I heard this very piano concerto at the Cultural Centre during the Schumann Festival not so long ago when the soloist was the very young Chinese American Zhang Haoche. Their interpretation of the piano concerto was so different: with Zhang, it was nimble, quick, crisp powerful and flowing by turns. With Pires, its all delicacy, nuances and her very personal poetic feelings. Very different indeed. That's the magic of interpretation. Af first, I thought she lacked a little power at the fortissimo passages but when I learned that she is almost 70, that gave me a completely different view of her "power". Her power did not reside in the brute physical force of one's fingers on the key board of that percussive instrument but in that of her musical soul!
The concert however did not begin with her concerto. It started with Felix Mendelssohn's Overture in C, Op 101, often called the Trumpet Overture because of the prominent role given to that instrument, a kind of symphonic poem, full of power, grace and mystery.
The atmosphere after the intermission changes abruptly. It was time for Anton Webern's 5 movements for strings: a very personal piece he wrote first as a quintet in 1909 in memory of his mother who died 3 years previously. He only converted it into an orchestral piece some 20 years later for a string orchestra. I don't know why, listening to it, the image of Webern wandering with a candle in hand on a sleepless night, rummaging through the personal effects of his mother in the family cellar suddenly appeared in my mind. It appeared that the would be turning over a laced doll here, a fancy fan there, some old dresses, some yellowing black and white photograph with inexplicable noises suddenly making a brief appearance and as quickly disappearing, hoping somehow that doing so, the memory of his dear mother would become clearer. It felt as if any moment, a ghost or a spirit of his mother would appear behind the old discarded furniture there. I don't know what kind of feelings or impressions the music would produce in others. That's what I felt at the concert hall.

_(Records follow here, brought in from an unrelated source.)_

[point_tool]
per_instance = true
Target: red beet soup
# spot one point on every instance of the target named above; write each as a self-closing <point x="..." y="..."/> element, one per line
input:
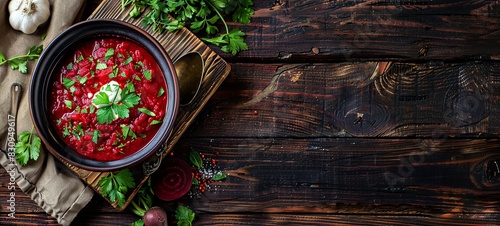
<point x="109" y="98"/>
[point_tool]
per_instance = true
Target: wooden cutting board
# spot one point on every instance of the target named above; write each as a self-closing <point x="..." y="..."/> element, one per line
<point x="176" y="44"/>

Our last piece of the evening was another one of Schumann's compositions, his Symphony No. 2 in C Op. 61 (1846) In this piece, the SCO seems to come into its own with a full array of its brass winds put to action. In the earlier pieces, perhaps owing to the relatively small number of first and second violins, the cellos and double-basses seem to figure a bit too prominently in the overall texture of the orchestral sound, rendering it a bit "slow" and "sluggish" even in passages when the sound ought to be quick, crisp, sharp and choppy. This is a work in which Schumann was valiantly battling with his impending mental breakdown. One hears the dark forces at work in his psyche in his Adagio. But he came through and the symphony ended in a burst of triumphal sound.